Tony Ferguson’s not most people.
Ferguson, who holds the interim UFC lightweight title, currently trains in Costa Mesa, California, which is in the heart of Orange County, the Los Angeles Angels’ stronghold.
But Ferguson grew up in Ventura County, which is Los Angeles Dodgers country, and he bleeds Dodger blue.
So when the Angels asked him to throw out a first pitch in Anaheim, he politely declined.
“They offered me to throw out the first pitch at Angels Stadium, but I had to tell them I’m a Dodgers fan,” Ferguson said Thursday. “I’m Dodgers all day, baby.”
Somewhere along the way, Ferguson (23-3), who meets Khabib Nurmagomedov (25-0) in the main event of UFC 223 on April 7 in Brooklyn, came to a conscious conclusion that he was more concerned with becoming the best fighter he could possibly be than in winning popularity contests.
A modern fighter is supposed to be a one-person marketing machine, using social media to connect with fans and increase their popularity. In turn, that should in theory open doors to earn every last dollar during the relatively short window that fighters have in the main-event limelight.
Ferguson, though, believes he didn’t fully come into his own until he stopped caring whether people love him. And he doesn’t care if you think that’s weird.

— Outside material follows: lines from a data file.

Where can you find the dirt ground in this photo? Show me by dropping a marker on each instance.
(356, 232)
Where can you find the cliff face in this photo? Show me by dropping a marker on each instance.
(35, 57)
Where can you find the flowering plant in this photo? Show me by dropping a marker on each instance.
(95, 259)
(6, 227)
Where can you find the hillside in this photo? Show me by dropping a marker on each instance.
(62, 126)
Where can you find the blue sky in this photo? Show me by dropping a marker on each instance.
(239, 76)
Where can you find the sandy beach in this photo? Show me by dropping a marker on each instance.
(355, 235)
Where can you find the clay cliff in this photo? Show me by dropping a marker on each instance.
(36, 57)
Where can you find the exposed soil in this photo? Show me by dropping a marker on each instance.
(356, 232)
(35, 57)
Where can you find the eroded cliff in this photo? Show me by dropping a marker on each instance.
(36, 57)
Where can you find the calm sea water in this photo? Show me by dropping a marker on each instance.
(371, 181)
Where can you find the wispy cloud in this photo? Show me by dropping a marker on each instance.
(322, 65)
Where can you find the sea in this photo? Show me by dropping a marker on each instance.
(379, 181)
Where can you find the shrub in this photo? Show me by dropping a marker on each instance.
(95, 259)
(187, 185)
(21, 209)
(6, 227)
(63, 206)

“I used to be in love with that,” Ferguson said. “But when I shed all that light, when I stopped doing all this for likes and retweets, is when I saw my numbers skyrocket. You know what I’m saying? That’s real people.”

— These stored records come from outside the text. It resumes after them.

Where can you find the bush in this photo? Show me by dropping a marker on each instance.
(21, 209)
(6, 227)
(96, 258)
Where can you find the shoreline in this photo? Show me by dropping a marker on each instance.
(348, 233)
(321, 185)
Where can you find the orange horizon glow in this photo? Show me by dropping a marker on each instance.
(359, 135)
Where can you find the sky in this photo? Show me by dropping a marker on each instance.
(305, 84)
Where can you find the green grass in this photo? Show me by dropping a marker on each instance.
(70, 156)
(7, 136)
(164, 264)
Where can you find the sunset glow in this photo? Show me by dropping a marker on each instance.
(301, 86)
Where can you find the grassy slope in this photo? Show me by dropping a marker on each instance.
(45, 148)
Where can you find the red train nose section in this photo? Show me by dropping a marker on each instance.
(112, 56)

That mindset has freed Ferguson to be the person that he wants to be when he makes public appearances. Ferguson talks in a scattershot stream of consciousness, which doesn’t lend itself to easy-to-follow sound bites, but is an approach which comes from the heart.
“I don’t want to be a cookie-cutter-fortune-cookie-bubble-gum-chewing fighter,” Ferguson said. “Absolutely not. I don’t follow anybody. If people want to follow me, it’s because they see talent. I didn’t get into here because this [expletive]. I didn’t get here because of this. This belt’s a paperweight. It’s a big, shiny paperweight. I don’t wear it around. I don’t want to get too comfortable with where I am.”

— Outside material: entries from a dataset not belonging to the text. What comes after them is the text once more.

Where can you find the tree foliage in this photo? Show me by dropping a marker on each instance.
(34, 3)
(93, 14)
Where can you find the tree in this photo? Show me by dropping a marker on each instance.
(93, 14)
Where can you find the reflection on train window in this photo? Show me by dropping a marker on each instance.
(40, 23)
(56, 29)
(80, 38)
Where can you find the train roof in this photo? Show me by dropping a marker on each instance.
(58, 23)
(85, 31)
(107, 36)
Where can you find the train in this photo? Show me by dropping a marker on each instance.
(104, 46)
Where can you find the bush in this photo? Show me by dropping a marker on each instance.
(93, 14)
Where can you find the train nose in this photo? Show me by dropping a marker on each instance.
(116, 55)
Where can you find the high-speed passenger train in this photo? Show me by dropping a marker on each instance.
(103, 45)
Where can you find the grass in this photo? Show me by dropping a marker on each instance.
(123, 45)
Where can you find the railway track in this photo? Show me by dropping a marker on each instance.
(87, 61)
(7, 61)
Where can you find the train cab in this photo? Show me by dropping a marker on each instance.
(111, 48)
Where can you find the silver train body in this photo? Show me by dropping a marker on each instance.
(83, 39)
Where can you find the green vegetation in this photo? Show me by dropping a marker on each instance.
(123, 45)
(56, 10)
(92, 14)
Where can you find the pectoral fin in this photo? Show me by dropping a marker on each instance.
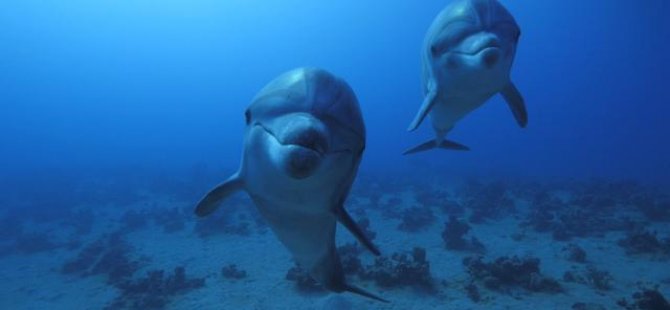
(426, 106)
(516, 104)
(211, 201)
(346, 220)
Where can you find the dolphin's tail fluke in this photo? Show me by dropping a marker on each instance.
(362, 292)
(445, 144)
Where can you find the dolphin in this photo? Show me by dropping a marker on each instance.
(303, 142)
(466, 59)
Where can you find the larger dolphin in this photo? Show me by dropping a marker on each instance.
(304, 140)
(467, 56)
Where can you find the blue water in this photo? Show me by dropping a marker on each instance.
(139, 93)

UFC 223 marks the fourth time Ferguson and Nurmagomedov have been scheduled to fight. On one of the previous occasions, Ferguson had to pull out due to a lung illness. The other two, Nurmagomedov had to withdraw, most recently in March of last year, when the Russian was pulled from the card the day before the show due to a weight cut gone awry.
The history of the two has led to testiness on more than one occasion. The duo were all over the map insulting one another during a Wednesday teleconference, with Nurmagomedov calling Ferguson’s title “fake” and Ferguson calling his opponent, among other things, “a flat-footed, duck-billed platypus.”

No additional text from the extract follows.